ECLI:NL:RBGEL:2022:1141
Rechtbank Gelderland
- Beschikking
- Rechtspraak.nl
Afwijzing verzoek om vergoeding van kosten rechtsbijstand in strafzaak wegens niet-ingeschreven advocaat
Op 24 februari 2022 heeft de Rechtbank Gelderland in Zutphen uitspraak gedaan in een beschikking betreffende een verzoek om vergoeding van kosten van rechtsbijstand. Het verzoek was ingediend door een verzoeker die in een strafzaak was betrokken, maar niet was verschenen op de zitting. De gemachtigde van de verzoeker, die niet als advocaat was ingeschreven bij de Nederlandse Orde van Advocaten, had verzocht om een vergoeding van € 1836,65 voor rechtsbijstand. De rechtbank heeft vastgesteld dat de kosten van rechtsbijstand niet voor vergoeding in aanmerking komen, omdat de gemachtigde geen toegelaten advocaat is. De rechtbank heeft daarbij artikel 530 van het Wetboek van Strafvordering (Sv) in aanmerking genomen, dat enkel kosten van rechtsbijstand door een advocaat die op het tableau staat ingeschreven, dekt.

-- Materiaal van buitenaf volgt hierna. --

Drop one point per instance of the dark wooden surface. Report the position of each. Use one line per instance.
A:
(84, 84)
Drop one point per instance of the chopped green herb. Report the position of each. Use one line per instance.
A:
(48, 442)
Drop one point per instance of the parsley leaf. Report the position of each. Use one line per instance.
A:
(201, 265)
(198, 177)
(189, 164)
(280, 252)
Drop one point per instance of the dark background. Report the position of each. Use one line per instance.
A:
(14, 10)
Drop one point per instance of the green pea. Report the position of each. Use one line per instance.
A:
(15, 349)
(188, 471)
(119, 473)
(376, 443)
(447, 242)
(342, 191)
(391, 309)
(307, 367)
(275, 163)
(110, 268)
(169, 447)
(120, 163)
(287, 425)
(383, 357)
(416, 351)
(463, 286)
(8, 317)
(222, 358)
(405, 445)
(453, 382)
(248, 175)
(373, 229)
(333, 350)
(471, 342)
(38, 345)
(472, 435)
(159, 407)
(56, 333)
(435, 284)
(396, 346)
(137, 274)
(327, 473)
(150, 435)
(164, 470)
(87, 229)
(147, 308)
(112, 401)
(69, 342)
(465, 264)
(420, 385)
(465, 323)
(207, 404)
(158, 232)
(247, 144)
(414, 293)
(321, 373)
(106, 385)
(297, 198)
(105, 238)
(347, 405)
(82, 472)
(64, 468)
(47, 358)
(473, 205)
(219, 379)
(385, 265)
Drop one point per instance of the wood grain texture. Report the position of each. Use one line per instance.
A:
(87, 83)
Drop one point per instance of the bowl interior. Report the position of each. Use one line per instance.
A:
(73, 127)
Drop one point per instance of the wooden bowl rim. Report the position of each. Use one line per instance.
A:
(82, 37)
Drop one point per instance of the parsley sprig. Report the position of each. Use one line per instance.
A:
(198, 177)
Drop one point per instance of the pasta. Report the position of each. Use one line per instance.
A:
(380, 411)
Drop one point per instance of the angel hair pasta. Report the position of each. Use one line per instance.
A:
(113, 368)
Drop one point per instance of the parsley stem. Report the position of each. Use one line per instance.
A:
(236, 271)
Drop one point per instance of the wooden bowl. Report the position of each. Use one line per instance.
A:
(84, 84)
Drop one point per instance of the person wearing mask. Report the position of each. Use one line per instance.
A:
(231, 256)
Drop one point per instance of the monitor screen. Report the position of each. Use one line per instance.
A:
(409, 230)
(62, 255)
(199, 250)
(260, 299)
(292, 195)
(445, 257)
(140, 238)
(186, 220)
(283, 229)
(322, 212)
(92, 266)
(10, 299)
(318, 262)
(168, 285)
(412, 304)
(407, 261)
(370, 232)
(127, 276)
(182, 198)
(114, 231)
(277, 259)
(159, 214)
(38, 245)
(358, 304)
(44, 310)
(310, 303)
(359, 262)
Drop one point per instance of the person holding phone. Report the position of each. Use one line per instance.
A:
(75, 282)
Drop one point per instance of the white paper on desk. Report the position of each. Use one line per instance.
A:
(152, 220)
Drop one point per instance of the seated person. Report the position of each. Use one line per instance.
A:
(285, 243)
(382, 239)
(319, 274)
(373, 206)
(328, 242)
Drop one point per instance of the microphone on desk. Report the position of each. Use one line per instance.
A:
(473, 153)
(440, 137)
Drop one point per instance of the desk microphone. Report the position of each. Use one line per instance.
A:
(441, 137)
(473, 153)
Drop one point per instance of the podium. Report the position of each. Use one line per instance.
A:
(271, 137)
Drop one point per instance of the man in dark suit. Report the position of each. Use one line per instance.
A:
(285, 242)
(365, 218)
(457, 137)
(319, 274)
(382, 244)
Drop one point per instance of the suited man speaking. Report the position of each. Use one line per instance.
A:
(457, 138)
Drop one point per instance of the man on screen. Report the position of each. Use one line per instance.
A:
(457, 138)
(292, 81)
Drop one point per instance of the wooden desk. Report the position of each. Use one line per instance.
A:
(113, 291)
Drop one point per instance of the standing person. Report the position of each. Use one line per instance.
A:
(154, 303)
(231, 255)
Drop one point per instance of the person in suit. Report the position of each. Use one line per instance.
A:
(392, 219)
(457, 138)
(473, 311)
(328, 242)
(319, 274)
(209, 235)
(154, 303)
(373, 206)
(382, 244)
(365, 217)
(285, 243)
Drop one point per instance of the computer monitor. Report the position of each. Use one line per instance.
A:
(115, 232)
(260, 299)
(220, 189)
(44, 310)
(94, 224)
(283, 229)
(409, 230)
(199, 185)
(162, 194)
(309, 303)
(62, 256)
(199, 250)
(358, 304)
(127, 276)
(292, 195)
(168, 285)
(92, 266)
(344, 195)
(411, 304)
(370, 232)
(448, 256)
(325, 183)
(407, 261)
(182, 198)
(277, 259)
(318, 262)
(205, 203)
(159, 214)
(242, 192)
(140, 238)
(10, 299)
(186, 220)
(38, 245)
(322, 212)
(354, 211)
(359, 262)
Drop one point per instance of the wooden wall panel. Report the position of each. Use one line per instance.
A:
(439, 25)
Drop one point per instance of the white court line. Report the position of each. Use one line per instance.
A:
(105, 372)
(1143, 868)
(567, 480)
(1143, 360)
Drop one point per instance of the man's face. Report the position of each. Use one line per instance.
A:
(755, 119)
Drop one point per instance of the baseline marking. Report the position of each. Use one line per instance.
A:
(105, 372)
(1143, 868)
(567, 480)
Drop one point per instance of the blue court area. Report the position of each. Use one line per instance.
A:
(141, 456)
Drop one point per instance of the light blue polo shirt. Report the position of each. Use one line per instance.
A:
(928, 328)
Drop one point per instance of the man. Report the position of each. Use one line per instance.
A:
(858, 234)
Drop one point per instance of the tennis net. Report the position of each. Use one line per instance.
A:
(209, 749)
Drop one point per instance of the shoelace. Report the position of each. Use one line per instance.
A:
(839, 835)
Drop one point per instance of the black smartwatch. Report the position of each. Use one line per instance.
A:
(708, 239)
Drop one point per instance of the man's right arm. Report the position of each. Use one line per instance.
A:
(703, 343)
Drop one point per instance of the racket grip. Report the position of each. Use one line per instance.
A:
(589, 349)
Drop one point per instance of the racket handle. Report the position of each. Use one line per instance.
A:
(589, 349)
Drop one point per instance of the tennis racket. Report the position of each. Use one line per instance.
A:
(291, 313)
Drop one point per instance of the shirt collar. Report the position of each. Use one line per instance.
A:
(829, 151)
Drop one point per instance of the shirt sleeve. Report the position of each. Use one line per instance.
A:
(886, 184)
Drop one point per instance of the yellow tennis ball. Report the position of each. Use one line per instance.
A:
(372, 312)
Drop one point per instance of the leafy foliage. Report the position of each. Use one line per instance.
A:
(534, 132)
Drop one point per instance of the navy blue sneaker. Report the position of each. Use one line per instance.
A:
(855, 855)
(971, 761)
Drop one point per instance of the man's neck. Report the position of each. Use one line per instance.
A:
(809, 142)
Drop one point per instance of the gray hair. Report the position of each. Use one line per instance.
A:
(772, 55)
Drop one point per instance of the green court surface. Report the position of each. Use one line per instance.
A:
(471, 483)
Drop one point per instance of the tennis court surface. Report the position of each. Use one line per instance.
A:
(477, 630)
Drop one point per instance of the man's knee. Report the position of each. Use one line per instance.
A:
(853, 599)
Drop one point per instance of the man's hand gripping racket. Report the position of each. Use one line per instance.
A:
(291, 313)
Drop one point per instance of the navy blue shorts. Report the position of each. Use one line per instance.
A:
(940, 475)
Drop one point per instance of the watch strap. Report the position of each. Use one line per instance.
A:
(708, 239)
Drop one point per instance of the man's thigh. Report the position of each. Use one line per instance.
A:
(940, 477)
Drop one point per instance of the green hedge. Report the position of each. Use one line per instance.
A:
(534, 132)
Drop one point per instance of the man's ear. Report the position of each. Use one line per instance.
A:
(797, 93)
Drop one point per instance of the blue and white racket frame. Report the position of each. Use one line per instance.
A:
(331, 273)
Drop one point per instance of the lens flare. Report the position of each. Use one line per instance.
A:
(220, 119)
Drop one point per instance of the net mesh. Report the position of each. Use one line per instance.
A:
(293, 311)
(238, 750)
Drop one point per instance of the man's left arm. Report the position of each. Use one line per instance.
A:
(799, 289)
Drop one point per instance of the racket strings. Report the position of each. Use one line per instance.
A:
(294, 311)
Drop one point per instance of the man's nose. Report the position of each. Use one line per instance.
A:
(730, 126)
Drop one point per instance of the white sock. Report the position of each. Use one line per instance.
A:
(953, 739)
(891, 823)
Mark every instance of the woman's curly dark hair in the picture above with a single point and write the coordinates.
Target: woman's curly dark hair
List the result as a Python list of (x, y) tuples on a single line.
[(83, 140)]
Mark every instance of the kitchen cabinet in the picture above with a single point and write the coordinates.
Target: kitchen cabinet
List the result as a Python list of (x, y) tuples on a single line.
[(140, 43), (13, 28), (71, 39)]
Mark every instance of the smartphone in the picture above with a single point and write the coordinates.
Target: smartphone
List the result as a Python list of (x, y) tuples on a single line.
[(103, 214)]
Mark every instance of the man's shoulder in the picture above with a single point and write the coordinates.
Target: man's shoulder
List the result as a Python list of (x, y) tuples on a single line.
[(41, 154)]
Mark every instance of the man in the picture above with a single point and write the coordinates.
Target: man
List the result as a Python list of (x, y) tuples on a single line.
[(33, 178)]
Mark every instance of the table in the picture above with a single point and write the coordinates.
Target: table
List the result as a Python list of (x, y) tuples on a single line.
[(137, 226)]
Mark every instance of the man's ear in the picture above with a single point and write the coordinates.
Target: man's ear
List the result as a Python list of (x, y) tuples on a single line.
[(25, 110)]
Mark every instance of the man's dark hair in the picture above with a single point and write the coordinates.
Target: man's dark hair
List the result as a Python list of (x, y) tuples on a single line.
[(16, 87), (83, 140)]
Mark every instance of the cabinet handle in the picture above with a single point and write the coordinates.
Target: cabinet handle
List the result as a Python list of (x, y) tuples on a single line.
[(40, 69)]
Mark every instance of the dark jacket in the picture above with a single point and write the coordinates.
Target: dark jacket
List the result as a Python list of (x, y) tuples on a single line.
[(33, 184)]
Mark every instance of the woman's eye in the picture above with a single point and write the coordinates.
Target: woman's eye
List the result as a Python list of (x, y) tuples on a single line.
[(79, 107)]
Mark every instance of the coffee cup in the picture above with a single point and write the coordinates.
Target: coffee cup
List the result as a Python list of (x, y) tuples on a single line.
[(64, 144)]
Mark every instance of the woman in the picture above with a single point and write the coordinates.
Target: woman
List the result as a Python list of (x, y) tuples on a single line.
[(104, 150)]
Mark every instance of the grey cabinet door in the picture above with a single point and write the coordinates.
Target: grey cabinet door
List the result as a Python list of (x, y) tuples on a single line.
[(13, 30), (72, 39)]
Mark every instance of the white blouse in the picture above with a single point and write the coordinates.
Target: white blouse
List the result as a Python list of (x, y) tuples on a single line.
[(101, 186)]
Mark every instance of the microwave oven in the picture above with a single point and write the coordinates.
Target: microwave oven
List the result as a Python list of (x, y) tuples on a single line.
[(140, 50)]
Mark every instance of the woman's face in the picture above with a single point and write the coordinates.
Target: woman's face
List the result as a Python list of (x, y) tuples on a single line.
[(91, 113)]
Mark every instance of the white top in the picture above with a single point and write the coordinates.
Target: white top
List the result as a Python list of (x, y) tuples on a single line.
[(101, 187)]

De rechtbank heeft ook verwezen naar eerdere uitspraken die bevestigen dat de kwaliteitseisen en tuchtrechtelijke toezicht voor advocaten niet van toepassing zijn op andere rechtsbijstandverleners. De rechtbank heeft het verzoek afgewezen, omdat de kosten niet onder de reikwijdte van artikel 530 Sv vallen. De beslissing is openbaar uitgesproken en er staat hoger beroep open binnen een maand na betekening.